In an age of ever-growing volumes of information and sources, reaching audiences is undoubtedly a huge challenge. Over the last decade, dissemination of medical information has expanded beyond traditional peer-reviewed journals and formal publications into the internet and social media, which are now key players in the exchange of medical information. As this shift has been accelerated over the past year, MPPs were advised to gain a better understanding of social media and digital initiatives in order to identify and engage with Digital Opinion Leaders (DOLs), individuals with expertise and influence within specific online channels. They represent a separate but overlapping community to traditional key thought leaders and will play an important role in navigating the future communications landscape.

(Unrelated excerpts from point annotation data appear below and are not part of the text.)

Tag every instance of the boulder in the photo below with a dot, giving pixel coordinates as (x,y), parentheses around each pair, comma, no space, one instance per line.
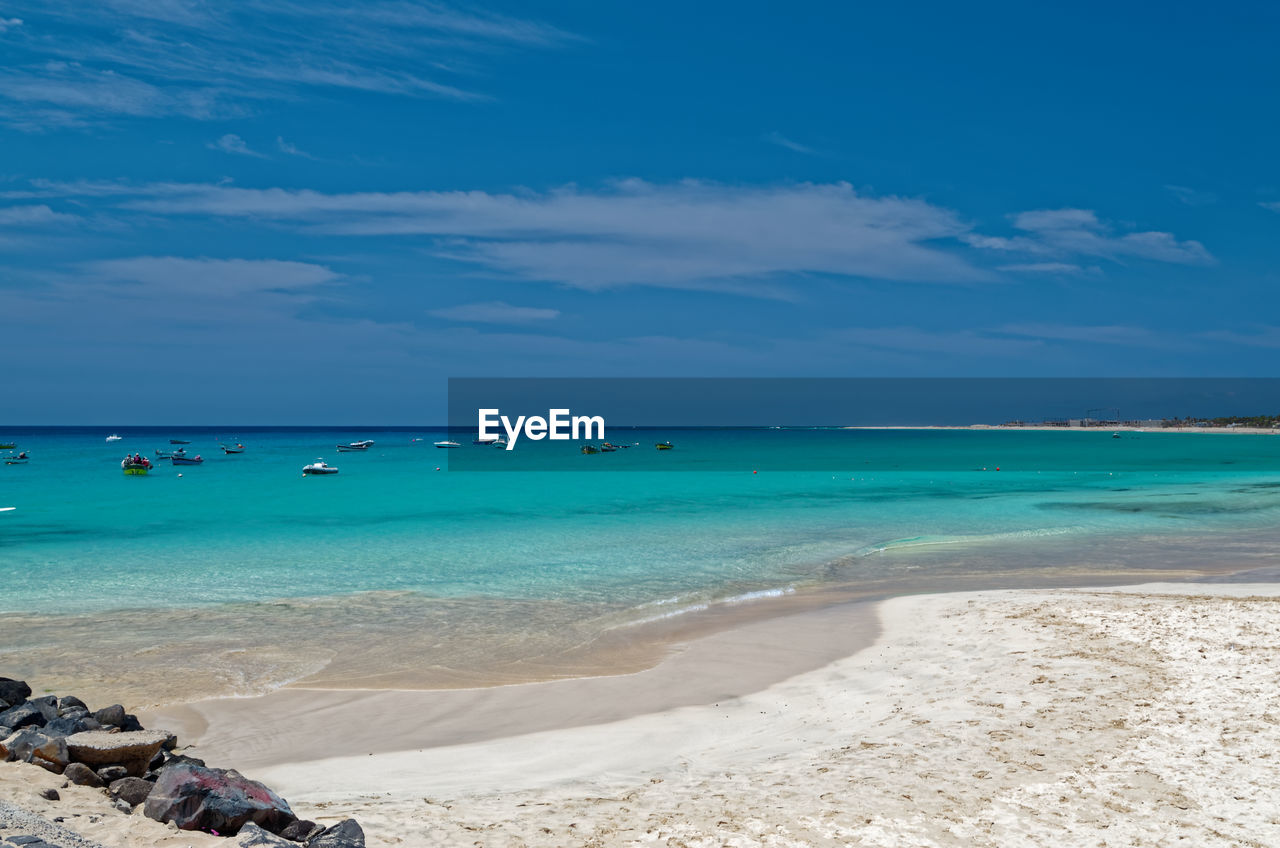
(254,837)
(199,798)
(110,774)
(13,691)
(82,775)
(344,834)
(133,790)
(113,715)
(24,715)
(301,830)
(129,750)
(32,744)
(64,726)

Strategies for increasing the impact and engagement of scientific posters were also discussed by several speakers. Bearing in mind the objectives of scientific posters – to showcase research, create engagement with the data and act as networking platforms – social media can be an invaluable tool to achieve those objectives. Alison Lovibond (BOLDSCIENCE) shared several tips, including focusing on the key takeaways, avoiding content clutter, mentioning relevant users to extend reach and adding an external, enduring link to the full presentation.

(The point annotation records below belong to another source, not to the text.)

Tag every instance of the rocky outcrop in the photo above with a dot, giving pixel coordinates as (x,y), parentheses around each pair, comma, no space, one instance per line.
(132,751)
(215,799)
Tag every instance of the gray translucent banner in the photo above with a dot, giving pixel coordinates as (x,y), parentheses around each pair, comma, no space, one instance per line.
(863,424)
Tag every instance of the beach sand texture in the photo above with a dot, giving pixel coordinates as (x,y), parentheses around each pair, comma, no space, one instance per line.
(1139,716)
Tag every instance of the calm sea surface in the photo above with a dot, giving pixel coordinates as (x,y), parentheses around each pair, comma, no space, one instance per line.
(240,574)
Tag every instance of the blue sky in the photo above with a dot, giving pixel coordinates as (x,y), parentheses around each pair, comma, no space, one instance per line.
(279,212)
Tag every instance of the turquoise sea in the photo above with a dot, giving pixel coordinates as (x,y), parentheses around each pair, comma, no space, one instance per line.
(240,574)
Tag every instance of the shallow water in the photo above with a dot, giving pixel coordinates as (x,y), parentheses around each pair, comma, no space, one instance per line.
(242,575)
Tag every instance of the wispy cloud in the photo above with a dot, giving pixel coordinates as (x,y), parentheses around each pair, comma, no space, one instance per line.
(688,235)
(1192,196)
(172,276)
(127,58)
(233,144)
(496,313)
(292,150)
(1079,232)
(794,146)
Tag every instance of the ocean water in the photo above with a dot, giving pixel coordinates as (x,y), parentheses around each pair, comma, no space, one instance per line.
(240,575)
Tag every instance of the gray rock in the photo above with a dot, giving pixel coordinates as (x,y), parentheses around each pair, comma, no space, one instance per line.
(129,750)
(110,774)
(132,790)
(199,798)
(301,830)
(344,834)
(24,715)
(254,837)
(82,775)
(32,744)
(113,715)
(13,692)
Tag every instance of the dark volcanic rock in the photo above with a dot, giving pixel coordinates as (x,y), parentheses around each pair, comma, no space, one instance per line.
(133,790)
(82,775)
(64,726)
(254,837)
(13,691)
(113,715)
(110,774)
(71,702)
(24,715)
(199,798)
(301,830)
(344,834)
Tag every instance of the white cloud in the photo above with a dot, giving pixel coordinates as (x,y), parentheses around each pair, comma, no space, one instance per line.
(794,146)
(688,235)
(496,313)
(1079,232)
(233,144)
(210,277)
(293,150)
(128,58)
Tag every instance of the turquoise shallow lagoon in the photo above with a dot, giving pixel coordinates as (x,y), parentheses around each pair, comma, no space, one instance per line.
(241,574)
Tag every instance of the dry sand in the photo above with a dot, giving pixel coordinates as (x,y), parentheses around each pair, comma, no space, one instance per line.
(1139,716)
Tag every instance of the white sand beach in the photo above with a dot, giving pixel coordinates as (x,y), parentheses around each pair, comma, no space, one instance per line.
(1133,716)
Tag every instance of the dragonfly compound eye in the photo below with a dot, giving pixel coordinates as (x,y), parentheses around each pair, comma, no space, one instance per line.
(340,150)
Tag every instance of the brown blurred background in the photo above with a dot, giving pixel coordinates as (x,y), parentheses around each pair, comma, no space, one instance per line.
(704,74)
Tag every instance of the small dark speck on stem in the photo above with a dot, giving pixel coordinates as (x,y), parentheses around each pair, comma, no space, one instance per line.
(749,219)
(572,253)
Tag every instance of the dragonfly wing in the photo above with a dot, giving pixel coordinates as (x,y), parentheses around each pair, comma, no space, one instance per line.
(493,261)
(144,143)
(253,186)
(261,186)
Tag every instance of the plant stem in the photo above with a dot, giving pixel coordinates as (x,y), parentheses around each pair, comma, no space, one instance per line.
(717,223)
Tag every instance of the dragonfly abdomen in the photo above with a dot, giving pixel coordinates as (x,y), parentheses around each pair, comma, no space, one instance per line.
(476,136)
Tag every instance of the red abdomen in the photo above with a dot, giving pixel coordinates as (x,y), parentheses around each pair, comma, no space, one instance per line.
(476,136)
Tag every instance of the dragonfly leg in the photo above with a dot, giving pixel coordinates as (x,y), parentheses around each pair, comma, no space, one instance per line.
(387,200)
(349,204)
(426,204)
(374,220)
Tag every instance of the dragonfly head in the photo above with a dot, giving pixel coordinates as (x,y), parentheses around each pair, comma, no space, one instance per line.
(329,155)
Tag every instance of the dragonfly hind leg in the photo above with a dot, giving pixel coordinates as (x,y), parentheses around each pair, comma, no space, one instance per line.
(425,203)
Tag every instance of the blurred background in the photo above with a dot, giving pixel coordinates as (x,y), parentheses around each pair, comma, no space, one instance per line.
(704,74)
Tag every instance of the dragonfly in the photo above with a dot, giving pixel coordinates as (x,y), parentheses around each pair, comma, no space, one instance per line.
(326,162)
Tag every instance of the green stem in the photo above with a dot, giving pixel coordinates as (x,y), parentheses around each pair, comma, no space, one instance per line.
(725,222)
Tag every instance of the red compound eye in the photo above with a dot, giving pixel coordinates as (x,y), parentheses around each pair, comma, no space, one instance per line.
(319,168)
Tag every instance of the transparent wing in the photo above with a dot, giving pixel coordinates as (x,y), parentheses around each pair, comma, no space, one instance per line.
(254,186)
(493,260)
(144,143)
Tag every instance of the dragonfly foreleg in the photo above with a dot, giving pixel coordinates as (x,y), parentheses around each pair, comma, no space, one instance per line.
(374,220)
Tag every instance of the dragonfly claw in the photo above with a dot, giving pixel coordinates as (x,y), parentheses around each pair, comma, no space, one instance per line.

Much like the innovation we are starting to see around publication planning, virtual congresses in 2020 saw non-traditional poster formats increasing in popularity. These formats included reformed layouts with less text and improved data visualisation, as well as enhanced features such as audio and video narration. In a rapidly changing world with increasing demand for digestible and bitesize content, gaining readership and maintaining audience attention are vital. Embracing these innovations and digital formats are, therefore, important for keeping up with this pace and, when used effectively, can help improve public understanding of scientific and medical research.

The power of RWE

RWE is quickly evolving and becoming increasingly important as studies grow in volume and diversity. The panel touched on how the pharmaceutical industry is beginning to move away from traditional ready-to-access data sources and instead towards data-generating technologies, as well as collaborating with technology providers to access more patient-level data and improved analytics. The speakers acknowledged that although randomised clinical trials will remain the gold standard for medical research, RWE studies will provide complementary insights that together will provide a better understanding of the impact of disease on patients and the benefits of treatments.

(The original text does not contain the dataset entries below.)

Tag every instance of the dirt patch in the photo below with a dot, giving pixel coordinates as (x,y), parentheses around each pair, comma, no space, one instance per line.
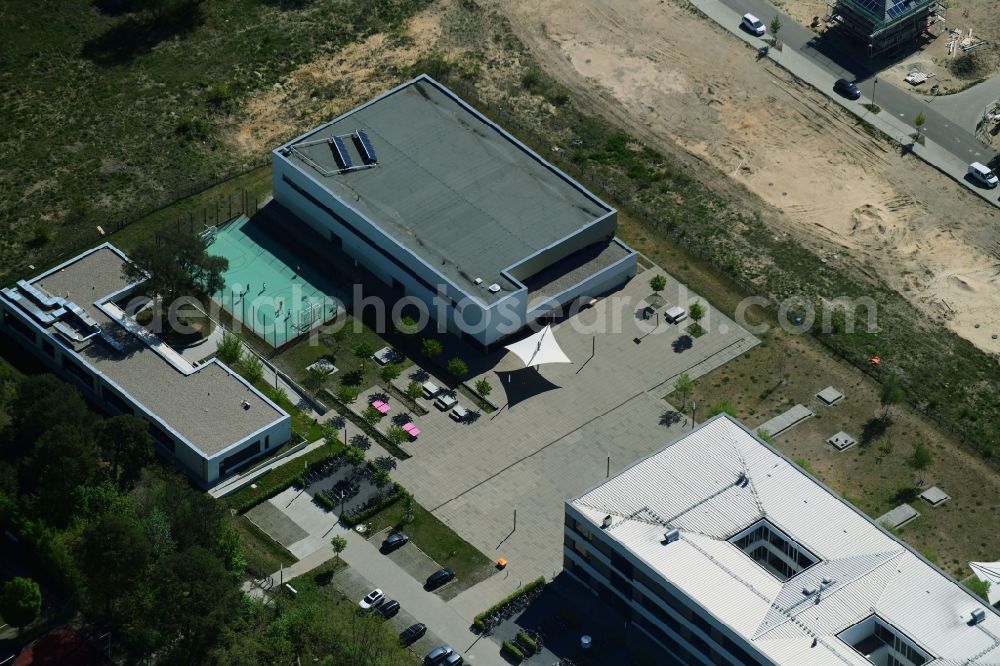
(676,79)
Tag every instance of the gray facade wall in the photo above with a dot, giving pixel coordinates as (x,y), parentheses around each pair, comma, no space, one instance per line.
(110,397)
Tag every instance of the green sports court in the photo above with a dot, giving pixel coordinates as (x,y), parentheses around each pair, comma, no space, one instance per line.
(268,287)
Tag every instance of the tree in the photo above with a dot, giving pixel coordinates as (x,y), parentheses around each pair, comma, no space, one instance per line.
(20,602)
(354,455)
(414,390)
(175,263)
(458,368)
(229,349)
(892,393)
(696,311)
(339,543)
(431,348)
(127,447)
(396,435)
(390,371)
(113,556)
(684,388)
(363,351)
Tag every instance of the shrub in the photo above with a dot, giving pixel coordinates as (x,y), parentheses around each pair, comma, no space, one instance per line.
(529,644)
(458,368)
(367,513)
(414,390)
(513,652)
(520,592)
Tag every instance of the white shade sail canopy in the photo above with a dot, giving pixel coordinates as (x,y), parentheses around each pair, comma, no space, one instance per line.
(539,348)
(989,572)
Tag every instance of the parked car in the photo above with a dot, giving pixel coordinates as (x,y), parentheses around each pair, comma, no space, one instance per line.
(412,633)
(847,89)
(389,608)
(394,541)
(437,655)
(753,25)
(372,600)
(454,659)
(676,314)
(983,175)
(439,578)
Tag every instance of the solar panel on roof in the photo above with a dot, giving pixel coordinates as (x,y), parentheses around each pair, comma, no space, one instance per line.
(340,153)
(367,151)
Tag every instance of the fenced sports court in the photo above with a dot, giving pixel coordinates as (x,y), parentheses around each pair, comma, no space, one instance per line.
(268,287)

Best practice for reporting RWE studies was also discussed, with Richard White (Oxford PharmaGenesis) noting that many of the challenges facing trust in RWE studies can be addressed through transparency in:

  • Methodology – to address risk of bias and confounding.
  • Rationale behind the choice of data sources.
  • Strategy and study registration – to address multiplicity of studies and publication bias.
  • Reporting – to address contradiction of results between RWE studies with randomised clinical trials.

Rich sources of real-world data can be found in social media, patient blogs and support groups. Although valuable and highly rewarding for understanding patient perspectives, the speakers warned of the challenges in analysing and interpreting these data without bias. Wearables, such as smart watches, were also mentioned as a useful tool for collecting patient data.

Finally, Briana Coles (University of Leicester) cautioned that misinterpreting RWE, such as by over-generalising beyond the target population or assuming causation from association, has significant implications on clinical practice. However, there are many tools and resources to help assess the quality of RWE studies, including Assessment of Real-World Observational Studies (ArRoWs) and Good Research for Comparative Effectiveness (GRACE).